The bipartitioning of C. bursa‐pastoris is confirmed via independent clustering approaches using different distance measures. Binary data clustering based on combinations of Jaccard, Tanimoto‐Rogers, and Gower similarities and Ward, average (Figure 4), and complete linkage clustering algorithms resulted uniformly in two clusters as the best partitioning solution. The phi coefficients of contingency between the structure bipartitioning and the nine respective alternative solutions ranged between 0.745 and 0.796 with a mean agreement of 89.75%.

For the AMOVA, we used as factors the regions, the cluster affiliation as derived from population admixture analysis, and native versus introduced range part as the grouping variables (Table 4). Genetic variation among groups of populations was highest when partitioning the samples into two groups according to their cluster affiliation (27%) and lowest according to whether samples were from native or introduced regions (11%, Table 4). Using region as a grouping variable, sample size‐corrected SSWP/n − 1 values detected ASIA and NAM as being the most diverse regions, followed by EEU, M + WE, and MED (Figure 3). Among the least diverse population regions were CAL and AFR (Figure 3).

Table 4.

Results of the analyses of molecular variance (AMOVA) of C. bursa‐pastoris

Source of variation df SS Variance %
Regional analysis
Among populations 11 4,297.875 0.301 21%
Within populations 16,140 18,616.527 1.153 79%
Total 16,151 22,914.402 1.454 100%
Cluster affiliation
Among populations 1 3,496.531 0.438 27%
Within populations 16,150 19,418.699 1.202 73%
Total 16,151 22,915.230 1.640 100%
Native versus introduced
Among populations 1 1,258.671 0.164 11%
Within populations 16,150 21,655.731 1.341 89%
Total 16,151 22,914.402 1.505 100%

Abbreviations: %, percentage of variance; df, degrees of freedom; SS, sums of squares.

All p‐values were .01.

3.5. Classification tree analysis

The different classification approaches revealed similar results, both in classification agreement with the genetic bipartitioning (K = 2) and in the identification of the most discriminating macroclimatic variables. The rpart approach obtained 79.6% proportional agreement with the structure bipartitioning, while the ctree approach in party and the randomForest approach both revealed 82.8% agreement, respectively. With a mean agreement of 81.77% (SD 1.84%), the K = 2 solution was distinctly better supported eco‐geographically than the K = 3 and K = 4 solutions (69.48, % SD = 0.64% and 64.61%, SD = 3.65%, respectively).

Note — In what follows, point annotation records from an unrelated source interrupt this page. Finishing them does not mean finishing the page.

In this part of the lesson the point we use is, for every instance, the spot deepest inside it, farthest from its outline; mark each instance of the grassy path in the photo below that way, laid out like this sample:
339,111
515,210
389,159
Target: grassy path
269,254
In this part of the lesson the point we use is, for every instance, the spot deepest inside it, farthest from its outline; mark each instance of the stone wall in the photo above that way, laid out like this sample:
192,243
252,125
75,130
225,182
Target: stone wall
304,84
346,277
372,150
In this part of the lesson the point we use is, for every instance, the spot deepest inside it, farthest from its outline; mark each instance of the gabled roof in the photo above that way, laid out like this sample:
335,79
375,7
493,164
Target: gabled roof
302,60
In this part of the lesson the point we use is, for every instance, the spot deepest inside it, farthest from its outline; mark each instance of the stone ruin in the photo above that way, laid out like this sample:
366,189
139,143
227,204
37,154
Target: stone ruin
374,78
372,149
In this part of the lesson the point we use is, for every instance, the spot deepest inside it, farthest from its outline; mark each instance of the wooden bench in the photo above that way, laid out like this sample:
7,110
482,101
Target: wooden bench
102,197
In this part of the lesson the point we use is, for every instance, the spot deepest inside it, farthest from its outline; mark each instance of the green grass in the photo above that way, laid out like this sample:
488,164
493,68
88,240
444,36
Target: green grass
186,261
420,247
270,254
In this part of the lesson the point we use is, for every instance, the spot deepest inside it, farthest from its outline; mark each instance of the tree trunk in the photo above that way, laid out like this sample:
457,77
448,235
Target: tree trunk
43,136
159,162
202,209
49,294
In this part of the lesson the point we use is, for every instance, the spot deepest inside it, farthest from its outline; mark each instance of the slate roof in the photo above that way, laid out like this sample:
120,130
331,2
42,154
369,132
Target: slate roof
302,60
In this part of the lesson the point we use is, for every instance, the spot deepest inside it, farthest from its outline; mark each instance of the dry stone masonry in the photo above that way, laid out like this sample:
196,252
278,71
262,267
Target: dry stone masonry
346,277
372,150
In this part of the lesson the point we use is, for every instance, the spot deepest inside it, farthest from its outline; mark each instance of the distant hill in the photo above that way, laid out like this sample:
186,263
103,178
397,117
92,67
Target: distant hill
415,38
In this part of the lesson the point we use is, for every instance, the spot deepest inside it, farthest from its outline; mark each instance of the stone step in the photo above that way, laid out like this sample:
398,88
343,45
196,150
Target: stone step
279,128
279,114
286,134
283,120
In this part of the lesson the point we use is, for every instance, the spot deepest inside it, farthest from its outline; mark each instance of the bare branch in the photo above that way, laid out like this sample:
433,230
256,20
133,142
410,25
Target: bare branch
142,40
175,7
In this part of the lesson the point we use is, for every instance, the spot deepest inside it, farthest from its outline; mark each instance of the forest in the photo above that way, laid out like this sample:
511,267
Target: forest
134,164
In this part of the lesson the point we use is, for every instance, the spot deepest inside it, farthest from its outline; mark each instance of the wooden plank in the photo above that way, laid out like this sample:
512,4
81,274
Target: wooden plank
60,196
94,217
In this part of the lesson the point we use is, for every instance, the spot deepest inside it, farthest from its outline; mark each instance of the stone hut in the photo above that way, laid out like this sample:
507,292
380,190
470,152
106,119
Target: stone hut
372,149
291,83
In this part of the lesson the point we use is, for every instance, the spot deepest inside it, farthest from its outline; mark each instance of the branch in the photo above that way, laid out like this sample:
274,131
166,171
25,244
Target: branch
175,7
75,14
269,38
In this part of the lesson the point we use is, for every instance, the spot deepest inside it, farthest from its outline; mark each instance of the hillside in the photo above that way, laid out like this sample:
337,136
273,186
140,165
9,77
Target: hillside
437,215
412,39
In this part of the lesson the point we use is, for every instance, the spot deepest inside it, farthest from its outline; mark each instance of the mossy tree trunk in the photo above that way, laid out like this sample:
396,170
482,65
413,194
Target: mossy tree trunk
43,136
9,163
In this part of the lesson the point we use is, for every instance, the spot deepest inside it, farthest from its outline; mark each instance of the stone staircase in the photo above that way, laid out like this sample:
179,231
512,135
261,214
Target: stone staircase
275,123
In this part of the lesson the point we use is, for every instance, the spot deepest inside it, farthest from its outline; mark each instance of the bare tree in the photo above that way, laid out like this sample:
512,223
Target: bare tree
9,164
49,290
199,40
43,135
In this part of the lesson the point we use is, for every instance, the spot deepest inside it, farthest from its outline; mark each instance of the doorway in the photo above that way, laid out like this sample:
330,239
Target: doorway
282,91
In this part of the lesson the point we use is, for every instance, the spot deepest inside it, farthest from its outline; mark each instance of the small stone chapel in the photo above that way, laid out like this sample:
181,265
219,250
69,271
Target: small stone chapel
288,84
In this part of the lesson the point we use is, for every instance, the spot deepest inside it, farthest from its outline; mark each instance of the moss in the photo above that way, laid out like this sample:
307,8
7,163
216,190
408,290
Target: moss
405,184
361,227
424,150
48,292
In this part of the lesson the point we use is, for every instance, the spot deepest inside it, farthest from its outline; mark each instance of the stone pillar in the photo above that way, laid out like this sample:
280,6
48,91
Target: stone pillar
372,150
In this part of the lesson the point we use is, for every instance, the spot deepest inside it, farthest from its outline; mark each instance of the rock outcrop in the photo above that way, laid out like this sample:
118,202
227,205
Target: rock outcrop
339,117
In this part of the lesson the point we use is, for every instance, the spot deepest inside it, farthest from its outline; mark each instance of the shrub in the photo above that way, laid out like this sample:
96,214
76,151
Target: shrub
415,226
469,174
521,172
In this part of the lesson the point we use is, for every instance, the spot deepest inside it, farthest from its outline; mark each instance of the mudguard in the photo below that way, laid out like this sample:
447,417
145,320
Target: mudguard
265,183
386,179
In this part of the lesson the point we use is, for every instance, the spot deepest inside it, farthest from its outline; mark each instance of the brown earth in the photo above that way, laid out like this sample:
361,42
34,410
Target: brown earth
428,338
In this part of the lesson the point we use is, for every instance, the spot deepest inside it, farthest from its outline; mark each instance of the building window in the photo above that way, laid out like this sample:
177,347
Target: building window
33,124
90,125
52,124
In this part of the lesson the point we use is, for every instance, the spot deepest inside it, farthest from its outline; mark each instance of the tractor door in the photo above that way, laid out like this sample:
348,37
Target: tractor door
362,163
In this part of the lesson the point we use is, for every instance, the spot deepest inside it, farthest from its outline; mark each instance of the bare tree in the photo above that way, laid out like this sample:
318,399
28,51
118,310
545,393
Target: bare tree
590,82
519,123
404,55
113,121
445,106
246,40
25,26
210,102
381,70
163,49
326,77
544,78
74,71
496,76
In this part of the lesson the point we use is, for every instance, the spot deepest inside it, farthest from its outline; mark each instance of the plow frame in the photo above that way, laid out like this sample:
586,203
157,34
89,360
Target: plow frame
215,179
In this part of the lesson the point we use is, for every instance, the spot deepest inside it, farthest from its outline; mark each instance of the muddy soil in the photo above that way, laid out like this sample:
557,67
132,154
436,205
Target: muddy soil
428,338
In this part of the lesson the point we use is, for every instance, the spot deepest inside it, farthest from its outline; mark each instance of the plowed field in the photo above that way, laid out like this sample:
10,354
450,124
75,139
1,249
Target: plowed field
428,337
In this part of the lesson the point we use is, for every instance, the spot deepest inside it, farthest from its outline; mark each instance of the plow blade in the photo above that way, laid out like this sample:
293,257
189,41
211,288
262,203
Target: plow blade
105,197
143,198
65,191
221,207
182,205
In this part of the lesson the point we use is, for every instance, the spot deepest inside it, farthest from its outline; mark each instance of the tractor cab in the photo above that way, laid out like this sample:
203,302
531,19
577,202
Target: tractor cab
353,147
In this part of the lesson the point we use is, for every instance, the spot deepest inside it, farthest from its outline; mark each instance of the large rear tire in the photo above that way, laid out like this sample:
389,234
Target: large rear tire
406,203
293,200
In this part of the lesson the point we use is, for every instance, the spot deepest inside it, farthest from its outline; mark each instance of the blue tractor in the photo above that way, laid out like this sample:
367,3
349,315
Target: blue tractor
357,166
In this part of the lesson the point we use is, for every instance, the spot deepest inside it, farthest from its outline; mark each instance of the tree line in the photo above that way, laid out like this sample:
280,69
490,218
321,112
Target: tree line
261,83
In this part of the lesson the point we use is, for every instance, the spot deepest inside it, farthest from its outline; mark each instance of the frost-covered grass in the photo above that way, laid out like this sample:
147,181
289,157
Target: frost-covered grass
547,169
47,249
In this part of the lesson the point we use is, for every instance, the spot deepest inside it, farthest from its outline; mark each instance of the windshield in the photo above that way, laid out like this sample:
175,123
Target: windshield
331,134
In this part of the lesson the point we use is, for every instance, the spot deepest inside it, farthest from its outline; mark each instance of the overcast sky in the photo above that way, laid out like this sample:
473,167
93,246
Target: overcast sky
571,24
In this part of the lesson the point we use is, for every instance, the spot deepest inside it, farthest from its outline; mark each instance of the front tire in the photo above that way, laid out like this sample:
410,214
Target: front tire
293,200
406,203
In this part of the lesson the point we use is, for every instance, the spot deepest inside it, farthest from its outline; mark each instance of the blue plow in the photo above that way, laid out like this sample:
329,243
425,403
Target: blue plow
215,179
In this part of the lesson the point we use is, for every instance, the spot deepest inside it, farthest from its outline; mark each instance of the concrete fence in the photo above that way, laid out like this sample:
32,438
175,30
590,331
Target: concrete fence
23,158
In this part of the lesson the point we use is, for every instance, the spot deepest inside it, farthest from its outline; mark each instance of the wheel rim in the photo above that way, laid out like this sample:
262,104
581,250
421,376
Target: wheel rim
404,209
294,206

The rpart package in R identified isothermality (Bio3: CL‐01 < 36.3% < CL‐02) in combination with winter coldness (Bio6: CL‐01 < 1.9°C < CL‐02) and moist quarter temperature (Bio8: CL‐01 < 7.9°C < CL‐02) as most distinguishing variables. Conditional inference classification in party revealed again isothermality (Bio3: CL‐01 < 36.3% < CL‐02) as most important, accompanied by humidity (Bio13: mean precipitation of wettest month [CL‐01 < 89 mm < CL‐02]) and summer moisture (Bio18: CL‐01 > 172 mm > CL‐02) as discriminatory predictors. Winter coldness (Bio6: CL‐01 < 1.7° < CL‐02) was identified with nearly the same threshold value in this approach. Similarly, the randomForest approach identified Bio3, Bio6, and Bio18 as the most important variables for a successful classification of the samples into the genetically derived cluster partitioning.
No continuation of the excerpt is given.